Les labels promettant un tourisme durable se multiplient depuis quelques années. Pourtant, ils ne remplissent pas toujours leur mission, selon vous. Pourquoi ?
La question du tourisme durable est apparue dès les années 1990, dans des conférences internationales. Je me souviens qu’en 1989, le président des Canaries affirmait que nous entrions dans une nouvelle ère. Mais dans les faits, rien n’a changé ou presque, et l’urbanisation a été galopante. Dans de nombreux cas, le tourisme durable n’a servi que d’effet d’affichage pour créer de nouveaux lieux dans des environnements protégés, comme la station russe de sports d’hiver de Rosa Khutor (qui a accueilli les épreuves de ski des Jeux olympiques d’hiver de Sotchi), au cœur d’un parc national.
Pour beaucoup de lieux et d’entreprises, le « tourisme durable » est un simple argument marketing, qui n’est pas assorti de contraintes ou de réalisations. À ce titre, citons l’île de Sir Bani Yas, à Abu Dhabi, couronnée meilleure destination durable du monde en 2019. Pourtant, elle se situe dans l’une des zones touristiques les plus artificialisées de la planète, et l’accès se fait en avion ou bien en bateau après 3 h 30 de route depuis l’aéroport international. De plus, elle propose des safaris en 4×4, comporte trois resorts dans un lieu qui n’a pas d’eau et qui ne produit aucune denrée agricole. Cela en dit long sur le dévoiement de l’étiquette « tourisme durable ». Ce genre de développement – comme la construction d’une piste de ski à Dubai par exemple – révèle la stratégie des Émirats arabes unis pour préparer l’après-pétrole. Mais ce ne sont pas pour autant des activités durables !
Face à toutes ces problématiques, quelles mesures suggérez-vous ?
Je propose d’abord une mesure symbolique, afin de montrer que nous entrons dans une nouvelle ère où tout n’est plus permis : la sanctuarisation touristique de l’Antarctique. Le flux de touristes là-bas est encore faible, et il n’y a pas de populations sur place qui dépendent du tourisme pour vivre. La plupart des voyageurs viennent de l’hémisphère nord, donc l’émission de gaz à effet de serre pour venir jusqu’à ce continent est considérable. Je ne prétends pas que cette sanctuarisation peut régler le problème dans son intégralité. Mais il me paraît souhaitable qu’une partie de la planète encore à peu près préservée demeure à l’abri des activités humaines. Plus globalement, les destinations touristiques ne doivent pas hésiter à limiter leur capacité d’accueil, tout en l’exploitant mieux.

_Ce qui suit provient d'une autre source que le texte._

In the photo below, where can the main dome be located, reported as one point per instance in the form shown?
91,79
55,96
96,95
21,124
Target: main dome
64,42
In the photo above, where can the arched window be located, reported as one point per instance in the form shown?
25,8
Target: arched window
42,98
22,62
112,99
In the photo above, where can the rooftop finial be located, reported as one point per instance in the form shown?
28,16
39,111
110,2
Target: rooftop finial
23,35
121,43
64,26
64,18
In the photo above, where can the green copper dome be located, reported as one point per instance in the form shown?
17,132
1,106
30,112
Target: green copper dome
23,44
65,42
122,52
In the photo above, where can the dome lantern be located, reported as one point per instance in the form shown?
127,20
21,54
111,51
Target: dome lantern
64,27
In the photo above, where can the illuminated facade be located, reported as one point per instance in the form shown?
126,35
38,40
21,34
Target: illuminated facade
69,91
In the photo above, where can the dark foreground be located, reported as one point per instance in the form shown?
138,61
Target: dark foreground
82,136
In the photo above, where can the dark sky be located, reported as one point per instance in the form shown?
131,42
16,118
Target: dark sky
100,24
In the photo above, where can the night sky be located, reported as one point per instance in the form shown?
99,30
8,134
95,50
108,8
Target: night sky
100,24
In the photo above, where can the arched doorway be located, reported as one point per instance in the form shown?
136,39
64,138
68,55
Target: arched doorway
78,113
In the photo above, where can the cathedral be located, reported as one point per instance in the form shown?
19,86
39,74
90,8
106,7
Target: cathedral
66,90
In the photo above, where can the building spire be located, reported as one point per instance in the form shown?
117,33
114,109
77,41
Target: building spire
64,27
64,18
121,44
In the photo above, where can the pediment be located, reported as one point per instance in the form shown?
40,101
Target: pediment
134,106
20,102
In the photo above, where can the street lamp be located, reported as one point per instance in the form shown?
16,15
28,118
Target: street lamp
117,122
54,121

Qu’en est-il des mesures concernant l’aviation, premier secteur responsable des émissions de gaz à effet de serre touristiques ?
La première mesure consisterait à supprimer les liaisons aériennes pour lesquelles il y a des substituts terrestres à faible émission de CO2 – c’était d’ailleurs l’une des propositions de la Convention citoyenne pour le climat.

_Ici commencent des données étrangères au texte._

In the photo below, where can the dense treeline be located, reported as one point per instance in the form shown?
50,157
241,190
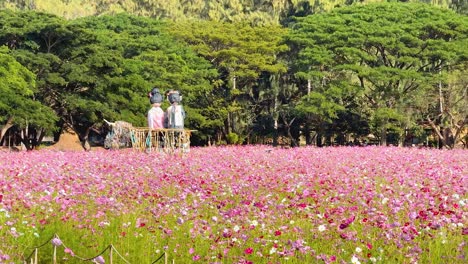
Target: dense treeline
396,70
257,12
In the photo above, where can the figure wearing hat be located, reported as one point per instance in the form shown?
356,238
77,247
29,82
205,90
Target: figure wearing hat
175,113
155,114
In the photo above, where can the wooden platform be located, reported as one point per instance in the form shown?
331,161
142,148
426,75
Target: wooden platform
164,140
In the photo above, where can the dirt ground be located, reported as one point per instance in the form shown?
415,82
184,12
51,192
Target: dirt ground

Il faut aussi taxer le carburant de l’aviation. Aujourd’hui en France, il est exempt de toutes taxes, et ce depuis 1944, en vertu de la convention de Chicago. Alors même que les États ont la possibilité de taxer le carburant des vols nationaux. Il me semblerait normal que les carburants aériens soient taxés au même niveau que les carburants terrestres. En mai 2019, un rapport de la Commission européenne a évalué qu’une taxe de 33 centimes par litre de carburant contribuerait à une baisse de 1 % des émissions de CO2 du secteur aérien.

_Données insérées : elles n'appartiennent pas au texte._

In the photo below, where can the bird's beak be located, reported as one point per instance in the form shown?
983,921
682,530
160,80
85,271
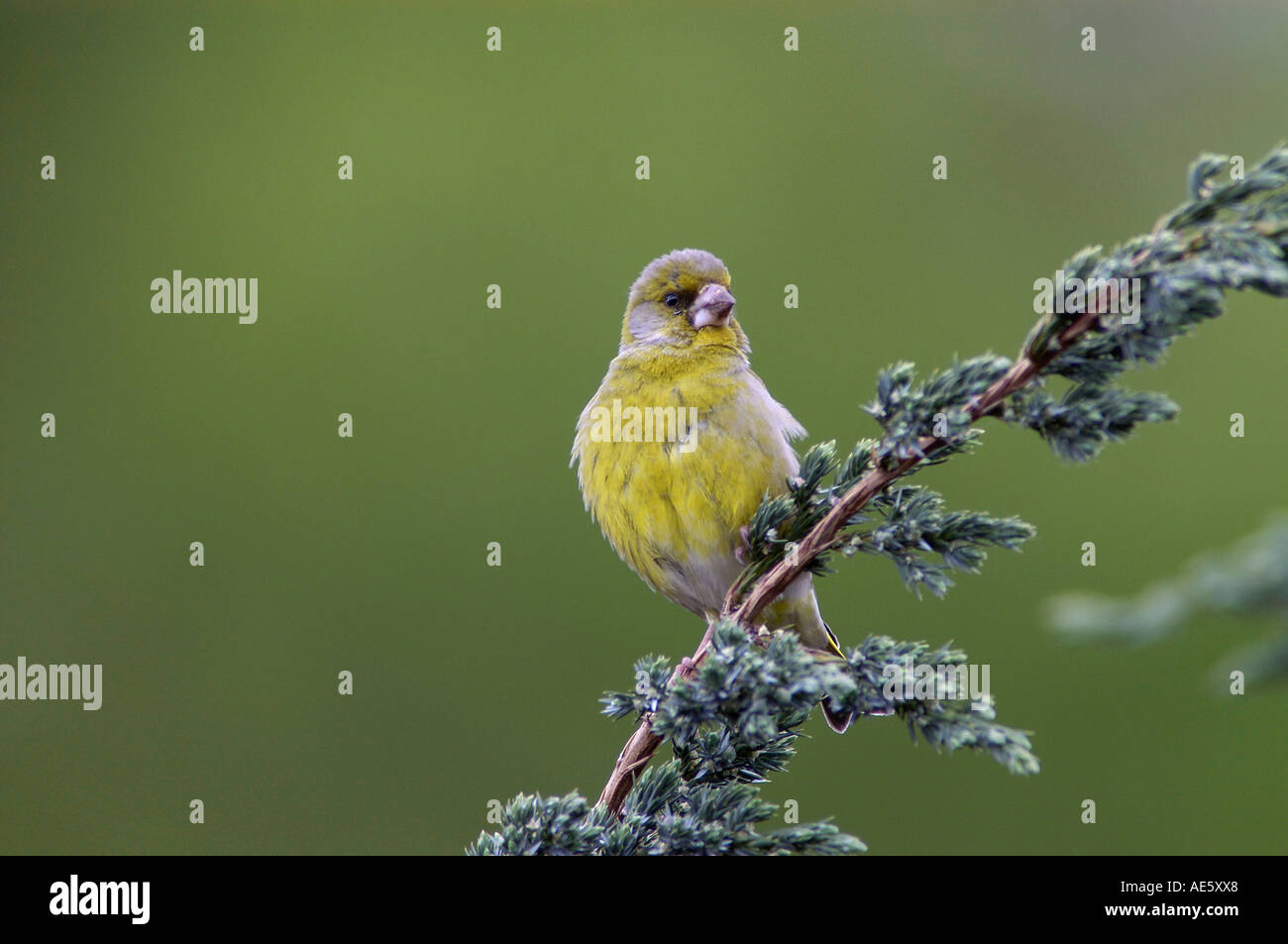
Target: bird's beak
711,307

Il serait également bon de taxer davantage les voyageurs fréquents, avec l’instauration d’une taxe progressive sur les vols des touristes réguliers. Tout le monde aurait droit à un vol non taxé par an, après quoi une taxe de plus en plus élevée s’appliquerait aux vols supplémentaires. Il s’agirait aussi de décourager le tourisme des très longues distances, de pénaliser les courts séjours desservis par de longs trajets (par exemple les week-ends à New York pour des Européens), notamment en modulant le tarif en fonction du nombre de nuits séparant l’aller du retour.
Après la pandémie, croyez-vous à la transformation durable du tourisme ?
Je vois deux mouvements contradictoires : d’un côté, le désir légitime d’accès au tourisme des nouvelles classes moyennes qui se développent, en Chine, en Inde, etc., et qui vont contribuer à accroître encore le nombre des déplacements. D’un autre côté, une nécessité croissante de faire enfin entrer le tourisme dans la transition écologique, ce qui exige de grands changements. Certains sont en cours du fait de la pandémie de COVID-19. C’est le cas du tourisme d’affaires, le plus pénalisé. Les entreprises ont compris qu’il y avait là une source d’économies (un milliard de dollars pour Amazon en 2021…) à la faveur du développement des visioconférences. C’est aussi une opportunité de davantage respecter les objectifs de décarbonation.
Par ailleurs, la pandémie et les confinements ont permis de découvrir des lieux proches. C’est la rengaine du moment : voyager lentement vers des espaces voisins, peu fréquentés.
Enfin, il y a un changement de mentalité. Par exemple, la « honte de prendre l’avion » (« flygskam », en suédois), apparue en Suède en 2018. Une enquête de l’Union des banques suisses menée en 2019 a montré que 21 % des personnes interrogées assuraient avoir déjà décidé de réduire leurs voyages en avion au cours de l’année écoulée. Est-ce un mouvement durable et qui se diffusera en dehors de l’Europe occidentale, des États-Unis et du Canada ? Il est trop tôt pour le dire. Mais depuis ses débuts, le tourisme est une suite d’inventions par les touristes eux-mêmes. Quand j’affirme que surgiront, au sein des jeunes générations, de nouvelles pratiques adaptées à ces contraintes environnementales, je suis assez sûr de moi .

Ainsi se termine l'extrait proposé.